MEMÓRIAS DE UMA PIPA -Parte 1

Para

Cristina Porto

e

Liliana Iacocca

Com eterna gratidão por me mostrarem que voar é possível.

E

para

meu neto Vinícius

Que ensaia os seus primeiros vôos.

No começo eu não era eu.

Estava dividida.

Havia a venda do seu Zacarias na rua Itororó, uma espécie de mercadinho onde se vendia de tudo. Lá estava eu, que ainda não era eu.

Eu era , em parte, algumas daquelas folhas alegres e coloridas sobre uma das muitas prateleiras cheias de trecos pra serem vendidos.

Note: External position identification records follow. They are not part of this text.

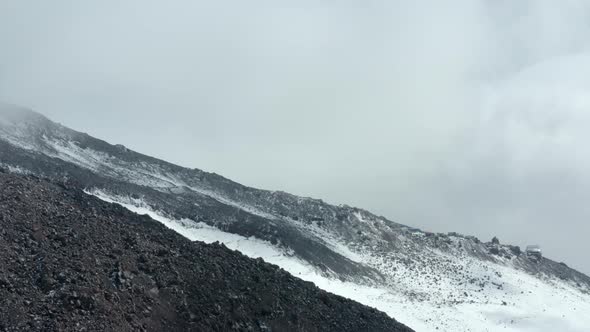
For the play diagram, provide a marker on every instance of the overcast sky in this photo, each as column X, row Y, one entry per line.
column 469, row 116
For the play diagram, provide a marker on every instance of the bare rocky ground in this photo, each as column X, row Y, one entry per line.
column 70, row 262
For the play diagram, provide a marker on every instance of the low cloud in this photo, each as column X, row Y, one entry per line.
column 470, row 116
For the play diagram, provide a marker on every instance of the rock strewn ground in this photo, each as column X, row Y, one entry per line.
column 71, row 262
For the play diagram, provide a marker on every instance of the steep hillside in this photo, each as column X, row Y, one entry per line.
column 468, row 284
column 72, row 262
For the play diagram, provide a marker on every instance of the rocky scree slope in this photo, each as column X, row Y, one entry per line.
column 449, row 282
column 343, row 242
column 73, row 262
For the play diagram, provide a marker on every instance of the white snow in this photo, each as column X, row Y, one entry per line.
column 531, row 304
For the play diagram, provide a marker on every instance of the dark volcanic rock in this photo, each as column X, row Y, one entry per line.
column 72, row 262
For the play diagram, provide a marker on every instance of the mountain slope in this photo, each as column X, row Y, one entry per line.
column 470, row 285
column 72, row 262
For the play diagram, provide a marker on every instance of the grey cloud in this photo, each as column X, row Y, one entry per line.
column 466, row 116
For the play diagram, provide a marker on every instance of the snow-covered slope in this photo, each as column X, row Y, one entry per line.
column 429, row 281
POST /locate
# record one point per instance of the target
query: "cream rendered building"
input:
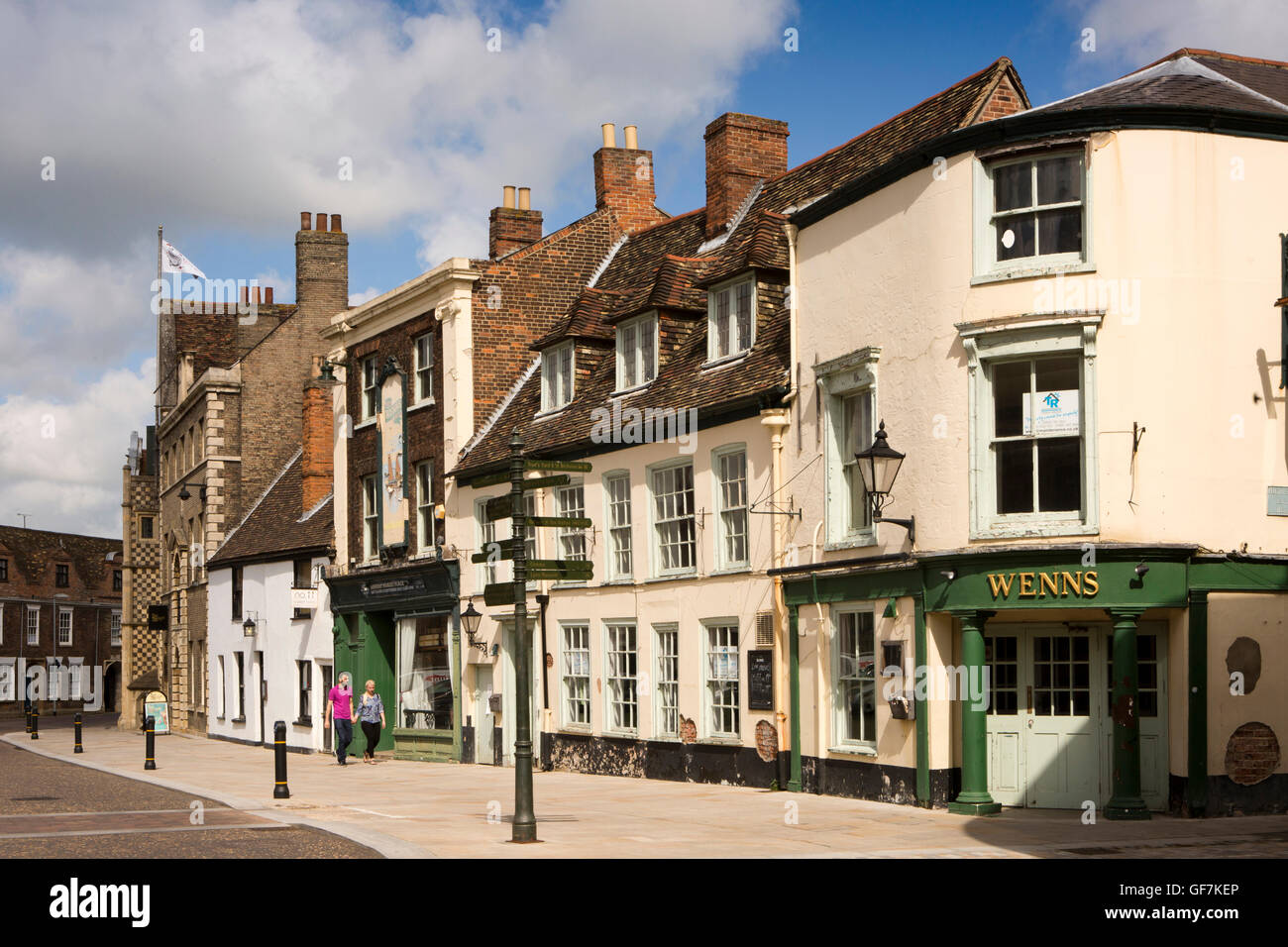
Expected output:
(1065, 320)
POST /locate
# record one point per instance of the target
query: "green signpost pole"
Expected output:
(524, 819)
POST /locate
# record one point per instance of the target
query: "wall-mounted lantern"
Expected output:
(880, 467)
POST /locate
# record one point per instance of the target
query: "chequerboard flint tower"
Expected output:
(228, 407)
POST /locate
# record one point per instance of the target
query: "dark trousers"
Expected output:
(372, 731)
(343, 737)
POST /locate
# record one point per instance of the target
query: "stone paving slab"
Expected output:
(421, 809)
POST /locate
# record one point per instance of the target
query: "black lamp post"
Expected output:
(471, 618)
(880, 467)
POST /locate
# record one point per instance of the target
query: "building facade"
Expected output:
(59, 621)
(142, 634)
(1057, 318)
(230, 385)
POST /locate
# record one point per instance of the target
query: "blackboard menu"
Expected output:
(760, 680)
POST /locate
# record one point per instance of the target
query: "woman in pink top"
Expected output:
(339, 702)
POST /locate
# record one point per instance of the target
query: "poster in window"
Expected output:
(1055, 412)
(393, 479)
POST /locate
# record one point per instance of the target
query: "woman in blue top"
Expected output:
(372, 711)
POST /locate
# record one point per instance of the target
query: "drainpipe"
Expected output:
(776, 420)
(542, 600)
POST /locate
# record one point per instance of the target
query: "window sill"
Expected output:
(1034, 528)
(725, 360)
(868, 538)
(854, 750)
(720, 741)
(732, 571)
(671, 578)
(1031, 272)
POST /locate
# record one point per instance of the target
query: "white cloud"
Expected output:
(60, 460)
(1131, 35)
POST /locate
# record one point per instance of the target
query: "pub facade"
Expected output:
(1043, 558)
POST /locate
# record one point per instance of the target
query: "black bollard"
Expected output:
(151, 737)
(279, 789)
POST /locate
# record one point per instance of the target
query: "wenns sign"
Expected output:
(1033, 585)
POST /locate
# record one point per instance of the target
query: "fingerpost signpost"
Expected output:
(505, 592)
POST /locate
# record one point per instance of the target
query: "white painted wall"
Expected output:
(282, 639)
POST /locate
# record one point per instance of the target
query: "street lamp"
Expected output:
(880, 467)
(471, 618)
(185, 495)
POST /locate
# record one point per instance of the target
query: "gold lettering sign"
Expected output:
(1043, 583)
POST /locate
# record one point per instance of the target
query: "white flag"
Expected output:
(174, 262)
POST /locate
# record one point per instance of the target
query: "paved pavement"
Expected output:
(55, 809)
(421, 809)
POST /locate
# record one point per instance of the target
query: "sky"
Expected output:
(224, 120)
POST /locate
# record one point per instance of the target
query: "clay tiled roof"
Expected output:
(669, 266)
(277, 525)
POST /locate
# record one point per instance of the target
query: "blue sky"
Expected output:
(224, 120)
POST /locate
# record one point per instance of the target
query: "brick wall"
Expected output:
(741, 150)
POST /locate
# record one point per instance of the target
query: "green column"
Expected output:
(1196, 787)
(918, 608)
(794, 674)
(974, 799)
(1126, 801)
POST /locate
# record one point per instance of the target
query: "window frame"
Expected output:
(987, 266)
(840, 742)
(630, 694)
(423, 388)
(656, 569)
(636, 355)
(552, 373)
(708, 707)
(717, 495)
(566, 699)
(661, 731)
(370, 518)
(425, 538)
(613, 531)
(848, 376)
(1013, 342)
(713, 294)
(370, 393)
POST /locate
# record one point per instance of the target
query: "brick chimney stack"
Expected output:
(321, 269)
(511, 228)
(316, 463)
(623, 180)
(741, 150)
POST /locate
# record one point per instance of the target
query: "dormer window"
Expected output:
(730, 320)
(557, 376)
(370, 390)
(636, 352)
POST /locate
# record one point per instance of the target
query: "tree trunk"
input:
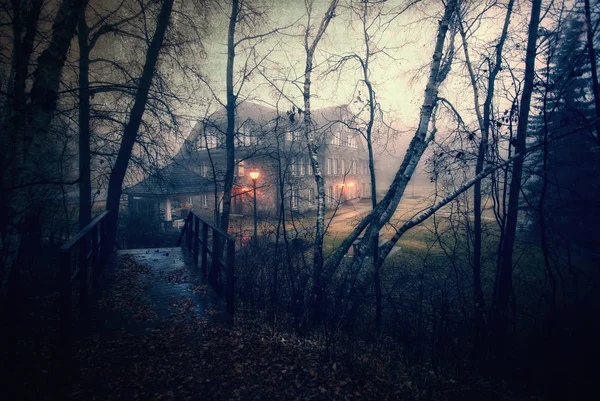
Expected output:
(318, 292)
(484, 127)
(85, 186)
(592, 53)
(131, 129)
(504, 278)
(387, 206)
(230, 134)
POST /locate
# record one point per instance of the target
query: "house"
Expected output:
(271, 141)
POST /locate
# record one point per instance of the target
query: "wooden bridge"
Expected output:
(200, 272)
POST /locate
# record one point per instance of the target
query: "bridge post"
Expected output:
(64, 279)
(83, 278)
(214, 275)
(204, 249)
(95, 264)
(189, 227)
(230, 279)
(196, 238)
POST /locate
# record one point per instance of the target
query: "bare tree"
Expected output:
(135, 119)
(310, 46)
(484, 120)
(503, 284)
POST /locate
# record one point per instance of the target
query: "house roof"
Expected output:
(176, 178)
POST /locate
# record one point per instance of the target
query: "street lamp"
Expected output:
(254, 174)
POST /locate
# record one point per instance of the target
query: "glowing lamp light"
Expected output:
(254, 174)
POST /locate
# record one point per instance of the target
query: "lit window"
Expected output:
(352, 141)
(335, 140)
(238, 170)
(293, 166)
(204, 169)
(294, 198)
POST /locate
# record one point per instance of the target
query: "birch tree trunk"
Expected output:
(593, 64)
(230, 106)
(385, 209)
(483, 119)
(85, 185)
(504, 277)
(117, 175)
(318, 292)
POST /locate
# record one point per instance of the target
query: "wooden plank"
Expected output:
(204, 248)
(82, 233)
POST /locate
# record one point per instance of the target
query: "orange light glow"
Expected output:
(254, 174)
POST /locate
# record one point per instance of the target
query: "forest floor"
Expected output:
(188, 356)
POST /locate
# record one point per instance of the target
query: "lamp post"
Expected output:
(254, 174)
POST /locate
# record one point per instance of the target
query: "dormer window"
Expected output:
(207, 139)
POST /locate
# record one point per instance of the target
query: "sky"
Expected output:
(393, 76)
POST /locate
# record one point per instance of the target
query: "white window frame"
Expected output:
(294, 199)
(293, 166)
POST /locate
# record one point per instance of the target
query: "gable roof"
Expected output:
(175, 178)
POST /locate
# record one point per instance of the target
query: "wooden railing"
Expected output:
(80, 260)
(204, 239)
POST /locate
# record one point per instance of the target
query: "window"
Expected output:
(204, 169)
(294, 198)
(293, 166)
(294, 136)
(238, 170)
(335, 139)
(352, 141)
(249, 135)
(208, 139)
(344, 138)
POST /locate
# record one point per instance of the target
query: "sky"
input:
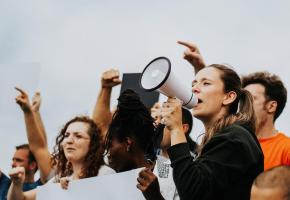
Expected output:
(61, 48)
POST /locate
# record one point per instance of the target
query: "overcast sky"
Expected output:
(62, 47)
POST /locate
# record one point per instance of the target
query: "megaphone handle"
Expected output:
(184, 104)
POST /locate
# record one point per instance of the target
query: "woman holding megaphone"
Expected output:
(230, 156)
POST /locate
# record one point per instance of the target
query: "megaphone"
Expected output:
(157, 76)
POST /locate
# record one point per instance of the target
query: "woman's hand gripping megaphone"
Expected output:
(171, 114)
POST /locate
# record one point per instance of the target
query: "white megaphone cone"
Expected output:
(157, 76)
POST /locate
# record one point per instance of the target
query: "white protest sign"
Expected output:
(108, 187)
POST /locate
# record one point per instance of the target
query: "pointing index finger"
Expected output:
(189, 45)
(20, 90)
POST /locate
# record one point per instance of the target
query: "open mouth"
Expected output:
(199, 101)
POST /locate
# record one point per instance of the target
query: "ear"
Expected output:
(129, 143)
(271, 106)
(185, 128)
(33, 166)
(229, 98)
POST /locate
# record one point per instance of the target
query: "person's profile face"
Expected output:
(259, 101)
(209, 89)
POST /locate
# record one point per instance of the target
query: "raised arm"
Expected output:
(102, 114)
(37, 141)
(17, 176)
(193, 56)
(35, 105)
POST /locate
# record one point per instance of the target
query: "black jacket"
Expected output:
(226, 168)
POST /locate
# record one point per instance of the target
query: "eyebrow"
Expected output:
(203, 79)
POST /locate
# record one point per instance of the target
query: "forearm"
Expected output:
(15, 192)
(35, 138)
(102, 114)
(40, 125)
(191, 179)
(177, 136)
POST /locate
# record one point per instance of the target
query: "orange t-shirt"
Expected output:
(276, 150)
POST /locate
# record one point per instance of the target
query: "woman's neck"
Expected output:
(209, 123)
(77, 170)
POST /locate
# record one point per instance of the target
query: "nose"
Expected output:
(13, 165)
(69, 139)
(195, 88)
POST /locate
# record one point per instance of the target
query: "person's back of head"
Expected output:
(131, 120)
(274, 88)
(272, 184)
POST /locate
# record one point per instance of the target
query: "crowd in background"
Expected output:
(242, 154)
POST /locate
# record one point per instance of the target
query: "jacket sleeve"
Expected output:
(222, 161)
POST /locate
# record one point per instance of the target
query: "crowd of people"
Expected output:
(242, 155)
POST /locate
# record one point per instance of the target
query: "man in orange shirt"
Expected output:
(270, 96)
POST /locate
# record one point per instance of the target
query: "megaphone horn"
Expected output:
(157, 75)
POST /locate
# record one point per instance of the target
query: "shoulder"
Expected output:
(105, 170)
(237, 132)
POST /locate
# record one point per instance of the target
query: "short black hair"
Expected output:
(274, 88)
(131, 119)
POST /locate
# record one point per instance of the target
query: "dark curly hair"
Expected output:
(93, 159)
(132, 119)
(274, 88)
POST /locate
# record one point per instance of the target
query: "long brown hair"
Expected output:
(93, 159)
(240, 110)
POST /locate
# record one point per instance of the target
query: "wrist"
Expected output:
(27, 110)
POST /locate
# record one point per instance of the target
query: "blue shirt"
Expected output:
(5, 184)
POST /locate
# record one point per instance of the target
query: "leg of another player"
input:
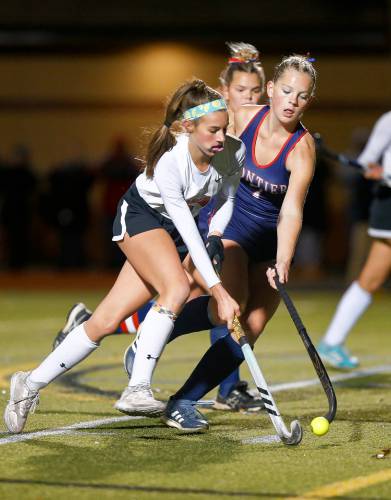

Como não tínhamos o que fazer, nós folhas vivíamos tagarelando, fazendo fofocas, bisbilhotando a vida de tudo que tinha alí.

Nem mesmo as pálidas e magricelas varetas, que num canto se apoiavam umas nas outras com medo de caírem, escapavam aos nossos maldosos comentários: "Varetas japonesas?...Que japonesas nada! Não tinham olhos puxadinhos e nem sabiam falar Arigatô Sayonará."

A gente, varetas não deixava barato: "Papéis -de- seda? Seda uma ova!...Não passavam de papelecos cheio de poses por causa de suas belas cores. Bastavamm alguns pingos d"água pra acabar com aquela arrogância toda."

A gente não se combinava de jeito nenhum.

Quem imaginava que o destino nos uniria em um só ser?

É bem verdade que não foi o destino o autor de nossa união e sim uma tal de cola branca, uma tubinho pequeno e branco parecido com um mini fantasma, que também vivia ali a espera de que alguém o comprasse.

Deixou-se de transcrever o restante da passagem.